La place Idi d’Akpakpa a vibré, ce mercredi 27 mai 2026, au rythme de la prière de l’Aïd el-Kébir. Au-delà du rituel ancestral, cette célébration a pris une dimension politique et symbolique particulière, marquée par des appels à la solidarité nationale et des prières appuyées pour le nouveau chef de l’État, Romuald Wadagni. Pour cette édition 2026, la place Idi d’Akpakpa a accueilli un parterre de personnalités, dont le président du Bloc Républicain, Abdoulaye Bio Tchané.

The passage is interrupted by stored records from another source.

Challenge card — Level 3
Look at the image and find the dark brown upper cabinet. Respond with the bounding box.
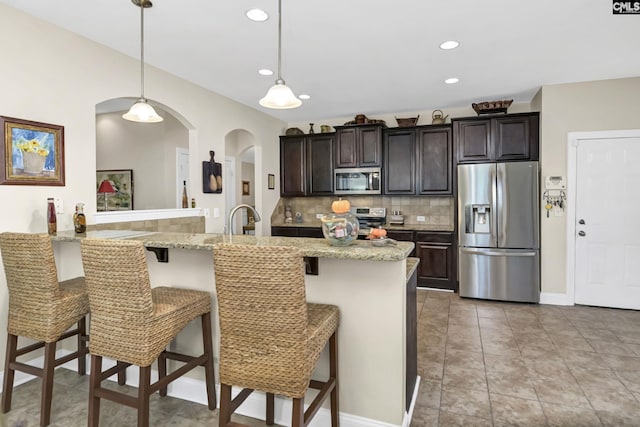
[280,133,335,197]
[452,113,539,163]
[416,126,453,196]
[383,128,416,194]
[335,125,382,168]
[383,125,453,195]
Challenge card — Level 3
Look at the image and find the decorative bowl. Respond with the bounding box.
[471,99,513,115]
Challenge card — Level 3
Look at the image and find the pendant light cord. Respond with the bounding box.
[140,1,144,99]
[278,0,282,80]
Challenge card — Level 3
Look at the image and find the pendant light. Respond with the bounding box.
[122,0,163,123]
[260,0,302,110]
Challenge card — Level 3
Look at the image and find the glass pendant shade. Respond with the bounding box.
[260,79,302,110]
[122,98,163,123]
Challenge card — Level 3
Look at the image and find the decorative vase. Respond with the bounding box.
[322,212,360,246]
[22,152,47,175]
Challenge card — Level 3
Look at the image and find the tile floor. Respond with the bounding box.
[0,290,640,427]
[411,291,640,427]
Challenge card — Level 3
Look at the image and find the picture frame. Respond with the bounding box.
[96,169,134,212]
[0,116,64,186]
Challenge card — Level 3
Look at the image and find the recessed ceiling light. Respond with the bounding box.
[440,40,460,50]
[247,9,269,22]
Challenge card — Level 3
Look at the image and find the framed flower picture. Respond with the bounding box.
[0,116,64,186]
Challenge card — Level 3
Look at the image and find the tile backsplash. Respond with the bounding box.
[271,196,454,229]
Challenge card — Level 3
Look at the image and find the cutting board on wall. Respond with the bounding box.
[202,151,222,193]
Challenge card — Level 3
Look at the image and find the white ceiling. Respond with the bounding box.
[0,0,640,123]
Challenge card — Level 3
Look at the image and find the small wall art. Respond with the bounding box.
[202,151,222,193]
[0,116,64,186]
[96,169,133,212]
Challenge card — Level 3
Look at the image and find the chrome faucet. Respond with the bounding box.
[227,203,261,237]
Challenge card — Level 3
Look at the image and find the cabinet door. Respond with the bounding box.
[416,232,456,291]
[357,126,382,167]
[336,127,358,168]
[307,134,334,195]
[416,128,453,195]
[453,120,492,163]
[280,136,307,196]
[384,129,416,194]
[491,114,538,161]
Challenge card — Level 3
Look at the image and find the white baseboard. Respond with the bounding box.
[540,292,574,305]
[0,350,408,427]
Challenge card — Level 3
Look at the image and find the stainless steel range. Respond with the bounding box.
[351,207,387,235]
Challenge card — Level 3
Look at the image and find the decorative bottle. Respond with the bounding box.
[47,197,58,236]
[182,181,189,208]
[73,203,87,233]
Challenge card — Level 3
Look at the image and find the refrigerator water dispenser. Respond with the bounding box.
[465,205,491,234]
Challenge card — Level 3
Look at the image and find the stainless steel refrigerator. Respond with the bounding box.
[458,162,540,302]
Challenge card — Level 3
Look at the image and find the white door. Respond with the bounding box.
[575,138,640,309]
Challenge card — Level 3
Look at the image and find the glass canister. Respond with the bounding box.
[322,199,360,246]
[322,212,360,246]
[47,197,58,236]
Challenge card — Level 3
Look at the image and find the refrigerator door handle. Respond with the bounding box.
[460,248,536,257]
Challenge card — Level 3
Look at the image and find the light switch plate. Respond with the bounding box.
[53,197,64,214]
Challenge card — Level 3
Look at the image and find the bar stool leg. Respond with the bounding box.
[138,366,151,427]
[78,317,87,375]
[329,331,340,427]
[291,398,304,427]
[200,312,216,410]
[266,393,275,426]
[40,342,56,426]
[88,354,102,427]
[2,334,18,414]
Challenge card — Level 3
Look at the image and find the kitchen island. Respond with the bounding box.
[52,230,418,427]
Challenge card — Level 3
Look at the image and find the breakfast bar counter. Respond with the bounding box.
[52,230,419,427]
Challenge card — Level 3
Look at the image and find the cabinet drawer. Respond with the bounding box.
[416,231,453,243]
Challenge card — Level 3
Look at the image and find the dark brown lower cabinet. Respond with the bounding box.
[415,231,457,291]
[271,226,324,237]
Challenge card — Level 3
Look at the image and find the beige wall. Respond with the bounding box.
[0,5,286,368]
[534,77,640,293]
[96,112,188,210]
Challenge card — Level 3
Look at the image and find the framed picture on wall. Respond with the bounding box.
[0,116,64,186]
[96,169,133,212]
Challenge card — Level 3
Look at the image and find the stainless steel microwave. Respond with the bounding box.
[335,168,382,194]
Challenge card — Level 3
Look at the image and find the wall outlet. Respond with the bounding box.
[53,197,64,214]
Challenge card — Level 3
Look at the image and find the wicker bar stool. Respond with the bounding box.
[80,239,216,426]
[0,233,89,426]
[213,244,340,427]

L’imam de la mosquée centrale de Cotonou, Ousmane Ibouraïma, a dirigé la prière avec une solennité remarquée. Dans son sermon, il a rappelé que l’immolation de la bête ne doit pas être perçue comme un simple acte technique, mais comme un geste de compassion et de reconnaissance divine. « L’islam nous a demandé d’avoir pitié de ces bêtes. C’est une joie pour elles d’être destinées au sacrifice pour ce Dieu qui nous a créés », a souligné l’officiant, tout en insistant sur le respect des prescriptions rituelles.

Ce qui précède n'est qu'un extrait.